Intervention de Philip Modolo

Réunion du jeudi 8 octobre 2020 à 14h15
Commission d'enquête pour mesurer et prévenir les effets de la crise du covid-19 sur les enfants et la jeunesse

Philip Modolo, secrétaire général des Restos du Cœur :

Accueillant 900 000 personnes, il nous faut anticiper. Nous avons estimé la situation dans les mois à venir avec 10, 15, 20, voire 30 % de personnes accueillies supplémentaires. Sur le plan arithmétique, en s'appuyant sur la crise financière de 2008, le chiffre d'un million n'est pas choquant. J'ai tenté de contacter plusieurs économistes de renom afin d'obtenir leur analyse de l'évolution de la situation économique et de l'impact sur la pauvreté, mais aucun ne m'a répondu. Leur argument se fonde sur une grande incertitude liée à cette crise, dont il est extrêmement difficile d'évaluer la profondeur et la durée. Aux Restos du Cœur, nous estimons que nous accueillerons 20 à 30 % de personnes supplémentaires dans les deux années à venir.

L'aide alimentaire constituera une première étape vers un accompagnement plus large sur toutes les dimensions, y compris en matière de soutien scolaire et d'apprentissage de la langue pour les parents, d'accès au logement, à l'insertion, à l'emploi et à de simples droits sociaux. Cet ensemble d'activités monopolise de nombreux bénévoles et est au moins aussi important que l'aide alimentaire.

L'anticipation consiste à tenter d'estimer le nombre de bénévoles et les moyens financiers nécessaires. La générosité publique est extrêmement présente, mais également très aléatoire. Il est très difficile de prévoir son maintien, son augmentation ou sa diminution puisque nous avons aussi de très petits donateurs. Par conséquent, nous ne pouvons pas nous appuyer sur cette générosité publique pour établir nos estimations, ce qui nous conduit à compter sur les pouvoirs publics pour nous aider à traverser cette période. Nous avons besoin de lisibilité financière.

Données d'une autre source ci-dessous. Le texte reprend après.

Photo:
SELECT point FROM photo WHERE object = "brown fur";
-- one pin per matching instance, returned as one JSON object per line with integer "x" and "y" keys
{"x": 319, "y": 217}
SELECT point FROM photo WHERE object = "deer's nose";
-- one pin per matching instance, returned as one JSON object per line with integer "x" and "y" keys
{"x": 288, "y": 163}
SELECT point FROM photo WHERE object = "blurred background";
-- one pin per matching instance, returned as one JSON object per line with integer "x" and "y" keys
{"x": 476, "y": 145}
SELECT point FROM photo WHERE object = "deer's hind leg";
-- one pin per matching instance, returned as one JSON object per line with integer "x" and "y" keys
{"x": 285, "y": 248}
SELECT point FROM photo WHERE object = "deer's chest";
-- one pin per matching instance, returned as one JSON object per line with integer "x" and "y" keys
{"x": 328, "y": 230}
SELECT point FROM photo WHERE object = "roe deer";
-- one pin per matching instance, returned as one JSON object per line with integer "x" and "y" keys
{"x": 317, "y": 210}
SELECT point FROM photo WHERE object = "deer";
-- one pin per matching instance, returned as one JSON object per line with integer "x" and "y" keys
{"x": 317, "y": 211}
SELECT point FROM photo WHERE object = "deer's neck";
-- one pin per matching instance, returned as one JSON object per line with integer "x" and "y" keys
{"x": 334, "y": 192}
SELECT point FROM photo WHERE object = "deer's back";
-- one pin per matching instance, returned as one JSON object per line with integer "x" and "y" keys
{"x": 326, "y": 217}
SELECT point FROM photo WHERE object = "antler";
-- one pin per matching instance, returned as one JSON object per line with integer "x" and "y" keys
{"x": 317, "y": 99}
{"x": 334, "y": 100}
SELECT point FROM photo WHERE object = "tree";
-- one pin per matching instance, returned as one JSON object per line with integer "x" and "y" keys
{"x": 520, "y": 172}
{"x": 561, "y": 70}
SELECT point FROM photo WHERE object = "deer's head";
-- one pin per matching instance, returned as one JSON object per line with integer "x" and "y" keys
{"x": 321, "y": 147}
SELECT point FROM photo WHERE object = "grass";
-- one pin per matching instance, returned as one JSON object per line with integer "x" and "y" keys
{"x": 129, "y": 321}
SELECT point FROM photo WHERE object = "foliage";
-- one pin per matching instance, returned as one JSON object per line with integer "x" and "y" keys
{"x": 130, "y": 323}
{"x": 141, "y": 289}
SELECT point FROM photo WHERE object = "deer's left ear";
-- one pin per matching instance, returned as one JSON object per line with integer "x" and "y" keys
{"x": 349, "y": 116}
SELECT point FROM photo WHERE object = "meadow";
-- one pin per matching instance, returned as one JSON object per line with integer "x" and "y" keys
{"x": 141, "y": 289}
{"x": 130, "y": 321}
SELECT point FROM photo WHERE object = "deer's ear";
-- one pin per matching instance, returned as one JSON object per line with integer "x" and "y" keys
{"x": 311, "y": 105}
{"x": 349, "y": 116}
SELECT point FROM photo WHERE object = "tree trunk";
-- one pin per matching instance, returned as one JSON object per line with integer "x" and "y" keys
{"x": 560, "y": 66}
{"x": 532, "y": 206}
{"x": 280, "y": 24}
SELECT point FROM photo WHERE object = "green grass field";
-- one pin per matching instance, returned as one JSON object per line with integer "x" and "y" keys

Les Restos du Cœur sont extrêmement inquiets sur l'évolution du FEAD, qui était le seul fonds européen dédié à la lutte contre la pauvreté. Il a été inclus dans le fonds social européen + (FSE+), qui comprend un ensemble d'actions allant de la fracture numérique à la lutte contre la pauvreté ou l'aide à la formation. Finalement, un fonds européen intégralement dédié à la pauvreté sera transféré vers un fonds multi-actions dont l'arbitrage sera opéré par les pouvoirs publics français. Chaque année, l'État français choisira les dotations consacrées à telle ou telle action.

Un fonds sanctuarisé sur une période de six ans nos offrant une lisibilité financière et la possibilité de nous projeter sera remplacé par un fonds à tiroirs qui générera chaque année des allers et retours avec les pouvoirs publics, afin de pouvoir continuer à bénéficier du même niveau de financement. Nous sommes extrêmement inquiets sur le niveau d'aide par rapport à celui dont nous bénéficions dans le cadre du FEAD, ainsi que sur sa pérennité.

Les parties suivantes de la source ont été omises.